I left her standing in my office, surrounded by evidence of her family's destruction, wearing nothing but my t-shirt and her desire to hate me.

Four hours later, she emerged at the top of the stairs wearing a blue dress that matched her eyes. She'd done something with her hair. No makeup—she didn't need it. She looked like an angel.

An angel planning my murder.

"Ready?" I asked.

She walked down the stairs, each step careful because of her shoulder. When she reached the bottom, she looked at me with an emotion I couldn't read. "This doesn't change anything between us."

"I know."

"I still hate you."

"I know that too."

"Good." She took my arm. "Let's go pretend we're normal."

We were halfway to the car when my phone buzzed. Ghost's name showed on the screen.

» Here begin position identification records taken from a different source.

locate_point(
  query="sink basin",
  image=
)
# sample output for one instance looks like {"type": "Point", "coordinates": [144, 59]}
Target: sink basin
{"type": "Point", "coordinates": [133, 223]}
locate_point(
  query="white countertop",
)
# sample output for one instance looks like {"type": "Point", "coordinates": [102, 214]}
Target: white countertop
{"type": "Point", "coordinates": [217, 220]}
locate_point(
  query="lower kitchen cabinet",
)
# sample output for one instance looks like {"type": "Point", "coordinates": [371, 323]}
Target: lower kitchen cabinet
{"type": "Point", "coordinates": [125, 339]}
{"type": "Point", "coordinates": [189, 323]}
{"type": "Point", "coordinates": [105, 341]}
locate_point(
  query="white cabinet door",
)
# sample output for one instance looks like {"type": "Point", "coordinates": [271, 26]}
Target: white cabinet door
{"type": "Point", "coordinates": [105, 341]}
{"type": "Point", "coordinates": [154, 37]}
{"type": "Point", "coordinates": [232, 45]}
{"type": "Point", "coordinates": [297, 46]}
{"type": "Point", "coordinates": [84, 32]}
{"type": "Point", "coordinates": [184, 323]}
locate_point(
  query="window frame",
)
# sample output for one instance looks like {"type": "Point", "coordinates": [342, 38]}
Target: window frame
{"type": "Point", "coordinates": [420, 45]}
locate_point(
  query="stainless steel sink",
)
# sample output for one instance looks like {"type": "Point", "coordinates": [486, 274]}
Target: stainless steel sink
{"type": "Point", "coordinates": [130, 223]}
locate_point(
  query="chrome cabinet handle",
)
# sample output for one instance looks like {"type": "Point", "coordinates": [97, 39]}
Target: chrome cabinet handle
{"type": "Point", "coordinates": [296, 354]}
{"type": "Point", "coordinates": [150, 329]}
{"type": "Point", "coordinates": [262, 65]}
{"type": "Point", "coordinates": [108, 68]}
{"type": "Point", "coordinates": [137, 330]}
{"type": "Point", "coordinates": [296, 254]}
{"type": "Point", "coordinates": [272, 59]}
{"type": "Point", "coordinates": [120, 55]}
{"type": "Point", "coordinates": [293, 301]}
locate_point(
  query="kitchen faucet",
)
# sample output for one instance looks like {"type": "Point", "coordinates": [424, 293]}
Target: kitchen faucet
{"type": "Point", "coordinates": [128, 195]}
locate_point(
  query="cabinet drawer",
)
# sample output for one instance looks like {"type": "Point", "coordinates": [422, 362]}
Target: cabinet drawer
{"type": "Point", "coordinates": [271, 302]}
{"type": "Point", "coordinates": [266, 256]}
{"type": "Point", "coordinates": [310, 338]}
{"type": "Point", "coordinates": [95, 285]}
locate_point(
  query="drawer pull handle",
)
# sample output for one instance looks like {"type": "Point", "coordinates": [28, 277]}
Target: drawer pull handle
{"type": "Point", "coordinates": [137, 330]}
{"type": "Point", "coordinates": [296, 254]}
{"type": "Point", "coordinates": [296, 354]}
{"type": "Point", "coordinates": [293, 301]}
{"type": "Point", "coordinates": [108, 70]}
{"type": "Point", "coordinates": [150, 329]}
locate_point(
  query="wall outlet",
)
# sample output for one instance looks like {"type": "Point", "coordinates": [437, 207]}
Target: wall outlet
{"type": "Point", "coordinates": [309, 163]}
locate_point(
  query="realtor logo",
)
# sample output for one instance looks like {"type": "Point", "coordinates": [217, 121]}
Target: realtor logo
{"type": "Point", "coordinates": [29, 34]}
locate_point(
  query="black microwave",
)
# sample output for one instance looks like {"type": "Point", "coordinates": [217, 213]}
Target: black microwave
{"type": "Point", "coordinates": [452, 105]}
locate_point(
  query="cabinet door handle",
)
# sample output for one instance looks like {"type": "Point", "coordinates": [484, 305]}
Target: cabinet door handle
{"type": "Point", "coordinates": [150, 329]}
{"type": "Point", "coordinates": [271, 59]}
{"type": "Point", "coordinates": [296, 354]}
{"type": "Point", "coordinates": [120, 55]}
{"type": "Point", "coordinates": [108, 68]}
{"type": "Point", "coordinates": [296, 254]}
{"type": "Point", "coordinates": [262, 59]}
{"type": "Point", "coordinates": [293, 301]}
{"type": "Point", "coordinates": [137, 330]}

I almost ignored it. Almost picked one normal evening over the chaos waiting.

But I answered.

"Boss," Ghost said, voice tight with stress. "We've got a problem. Victor just moved fifty million out of your foreign accounts. And he's calling a meeting with the Five Families. Tonight. Same time as your show."

My blood ran cold. "He's making a move."

"Looks like it. He's telling people you've gone soft. That you're busy. That it's time for new leadership."

I looked at Celeste, beautiful and dangerous in her blue dress. At the opera tickets in my pocket. At the one regular evening I'd wanted.

"Cancel the opera," I said. "We're going to the meeting."

"Wait." Celeste grabbed my arm. "Don't. This is what he wants. He wants you to react. To look weak. To prove his point."

"I can't ignore a direct challenge—"

"So don't. Bring me." Her eyes blazed with something dangerous. Something clever. "Bring your new buy to the meeting. Show them you're not distracted—you're changing. You're building something they don't understand."

It was crazy. Bringing her to a Five Families meeting was basically painting a mark on both our backs.

But it was also exactly the kind of power move that might work.

"You sure about this?" I asked.

"No. But I'm dying anyway." She smiled, cold and beautiful. "Might as well make it memorable."

I called Ghost back. "Change of plans. We're going to the meeting. And I'm bringing Celeste."

"Boss, that's—" " A statement. Set it up."

As we walked to the car, Celeste leaned close. "You know this is probably a trick, right? Victor might be planning to kill us both tonight."

"Probably."

"And you're still going?"

"We're still going." I opened the car door for her. "Because if we're going to die, we might as well do it together."

She slid into the car, and I caught her smile just before she hid it. Not a happy smile. A hunter's smile.

"Dante?" she said as I got in beside her.

"Yeah?"

"The flash drive from my mother. The one you swapped for the antibiotics. Did Victor actually give you medicine, or was that a lie too?" I pulled the syringe from my pocket—the one Victor's doctor had brought an hour ago. The one I hadn't let anyone put into Celeste yet.

"Ghost is testing it now," I said. "Why?"

Celeste took the syringe from my hand and held it up to the light. The liquid inside was clear. Normal.

Then she tilted it, and I saw the dirt at the bottom.

"Because that's not medicine," she said. "That's poison."